Data science competitions are an exciting way to test your data science knowledge with real-world problems in hand. They can enhance your existing knowledge, inspire creativity and improve your problem-solving skills. With the availability of platforms like Topcoder and Kaggle, it has never been easier to get started with your data science journey. These platforms have become more than just organized competitions - they are a community in which data scientists can learn from each other and discuss ideas. There are even job opportunities available within those competitions.
But along with all these pros, there is a major con that most newcomers face - atychiphobia, or irrational and persistent fear of failing. Most of the time they believe that they are too late and cannot figure out where to start. Although winning is not everything, it is always thrilling to be a winner. In this article, I will share the most important practical skills needed to win any data science competition. More specifically, you will learn:
What skills you need to acquire
Why these skills are important
How to improve upon your skills
To be clear, this guide is meant for beginners.I will avoid getting into technical jargon as much as possible. But if you are interested in going deeper, I will also post links that may provide you right direction to do so. Excited? So am I. Let’s get started.
Popularly known by its shorthand EDA, it is not only important but an interesting way to summarize the main characteristics of competition data. This is also the best way to understand the problem more clearly. You will have a strong urge to try out that popular deep learning model and submit the results, but it is always advisable to gather as many insights about the data as possible before going further. That being said, I am not against deep learning, however, in real-world problems most of your models will not be able to get you a good accuracy if they are not robust to outliers.

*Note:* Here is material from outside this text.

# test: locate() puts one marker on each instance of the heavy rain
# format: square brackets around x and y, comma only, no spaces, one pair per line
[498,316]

What do I mean by that? Your model must take into consideration all the edge cases where some observations deviate significantly from the majority of observations. How do you accomplish that efficiently? By using various data visualization techniques. Seaborn is a very popular statistical data visualization library in Python. EDA is not just about outlier detection. It is also used to find missing values, discover new patterns in data and test your initial hypothesis.
Now that you know how important EDA is, I would like to mention that it is also very easy for even a novice to get started with it quickly. Here is a link to a very good micro-course on Data Visualization.
Now that you know how you can handle outliers in your data and make data consistent by filling in missing values, you need to know which part of the data (or what features of your data) you want to give as input to your machine learning model. Not all features need to be input to your model. Many times you will encounter some features that might reduce the accuracy of your model as there are always some that have zero correlation with the output variable. Including them just makes your model inefficient since with the inclusion of each new feature the number of trainable parameters grows significantly.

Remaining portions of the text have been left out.